Stokely Carmichael [Internet]. Biography.com; 2012 [cited 2012 May 24]. Available from: http://www.biography.com/people/stokely-carmichael-9238629.
Stokely Carmichael, http://www.biography.com/people/stokely-carmichael-9238629 (last visited May 24, 2012).
Stokely Carmichael, http://www.biography.com/people/stokely-carmichael-9238629 (last visited May 24, 2012).
Synopsis
Stokely Carmichael was a U.S. civil-rights activist who in the 1960s originated the black nationalism rallying slogan, “black power.” Born in Trinidad, he immigrated to New York City in 1952. While attending Howard University, he joined the Student Nonviolent Coordinating Committee and was jailed for his work with Freedom Riders. He moved away from MLK Jr's nonviolence approach to self-defense.
Profile
Civil rights leader. Born June 29, 1941 in Port of Spain, Trinidad. Carmichael's parents immigrated to New York when he was a toddler, leaving him in the care of his grandmother until the age of 11, when he followed his parents to the United States. Carmichael's mother, Mabel, was a stewardess for a steamship line, and his father, Adolphus, worked as a carpenter by day and a taxi driver by night. An industrious and optimistic immigrant, Adolphus Carmichael chased a version of the American dream that his son would later criticize as an instrument of racist economic oppression. As Stokely Carmichael later said, "My old man believed in this work-and-overcome stuff. He was religious, never lied, never cheated or stole. He did carpentry all day and drove taxis all night& The next thing that came to that poor black man was death—from working too hard. And he was only in his 40s."

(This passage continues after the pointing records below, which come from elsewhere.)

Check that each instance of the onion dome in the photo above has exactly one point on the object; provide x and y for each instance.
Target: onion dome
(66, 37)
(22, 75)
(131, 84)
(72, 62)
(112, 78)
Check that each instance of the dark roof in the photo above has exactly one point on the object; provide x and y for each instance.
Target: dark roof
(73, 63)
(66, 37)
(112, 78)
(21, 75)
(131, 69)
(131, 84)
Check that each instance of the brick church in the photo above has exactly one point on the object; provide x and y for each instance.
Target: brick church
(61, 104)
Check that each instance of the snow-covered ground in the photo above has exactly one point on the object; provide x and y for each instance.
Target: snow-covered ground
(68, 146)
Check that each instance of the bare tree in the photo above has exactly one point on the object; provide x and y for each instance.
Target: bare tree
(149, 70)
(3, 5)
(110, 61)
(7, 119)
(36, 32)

In 1954, at the age of 13, Stokely Carmichael became a naturalized American citizen and his family moved to a predominantly Italian and Jewish neighborhood in the Bronx called Morris Park. Soon Carmichael became the only black member of a street gang called the Morris Park Dukes. In 1956, he passed the admissions test to get into the prestigious Bronx High School of Science, where he was introduced to an entirely different social set—the children of New York City's rich white liberal elite. Carmichael was popular among his new classmates; he attended parties frequently and dated white girls. However, even at that age, he was highly conscious of the racial differences that divided him from his classmates. Carmichael later recalled his high school friendships in harsh terms: "Now that I realize how phony they all were, how I hate myself for it. Being liberal was an intellectual game with these cats. They were still white, and I was black.''
Although he had been aware of the American civil rights movement for years, it was not until one night toward the end of high school, when he saw footage of a sit-in on television, that Carmichael felt compelled to join the struggle. "When I first heard about the Negroes sitting in at lunch counters down South," he later recalled, "I thought they were just a bunch of publicity hounds. But one night when I saw those young kids on TV, getting back up on the lunch counter stools after being knocked off them, sugar in their eyes, ketchup in their hair—well, something happened to me. Suddenly I was burning.'' He joined the Congress of Racial Equality (CORE), picketed a Woolworth's store in New York and traveled to sit-ins in Virginia and South Carolina.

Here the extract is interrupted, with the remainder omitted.